Federer spielte äusserst effizient und nutzte seine ersten drei Breakmöglichkeiten zu Servicedurchbrüchen. Im zweiten Umgang servierte der Schweizer beim Stand von 5:2 zum Matchgewinn, Nadal vermochte die Niederlage zunächst jedoch noch einmal abzuwenden. Der Mallorquiner war auf 4:5 herangekommen, ehe Federer die Partie nach einer kurzen Regenpause nach anderthalb Stunden mit einem Ass beendete.

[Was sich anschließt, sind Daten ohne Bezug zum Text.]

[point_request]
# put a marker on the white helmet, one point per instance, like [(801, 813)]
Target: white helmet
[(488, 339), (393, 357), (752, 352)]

"Ich hatte einen grossartigen Tag. Trotz der widrigen Bedingungen war es ein gutes Spiel", sagte Federer nach seinem Triumph. Er könne nicht glücklicher sein, denn Nadal zu schlagen, sei immer etwas Spezielles. Mit seinem 15. Sieg auf der ATP-Tour de suite verkürzte Federer im Head-to-Head gegen den Weltranglisten-Zweiten auf 10:18.

Im Final trifft Federer überraschenderweise auf John Isner. Der amerikanische Hüne besiegte den Vorjahressieger und Weltranglisten-Ersten Novak Djokovic im ersten Halbfinal 7:6, 3:6, 7:6. Im Direktduell gegen Isner führt Federer mit 2:1 Siegen. An die letzte Begegnung erinnert sich der 16-fache Gewinner von Grand-Slam-Turnieren jedoch nur ungern. Im Davis Cup in Freiburg musste sich Federer dem Amerikaner in vier Sätzen geschlagen geben.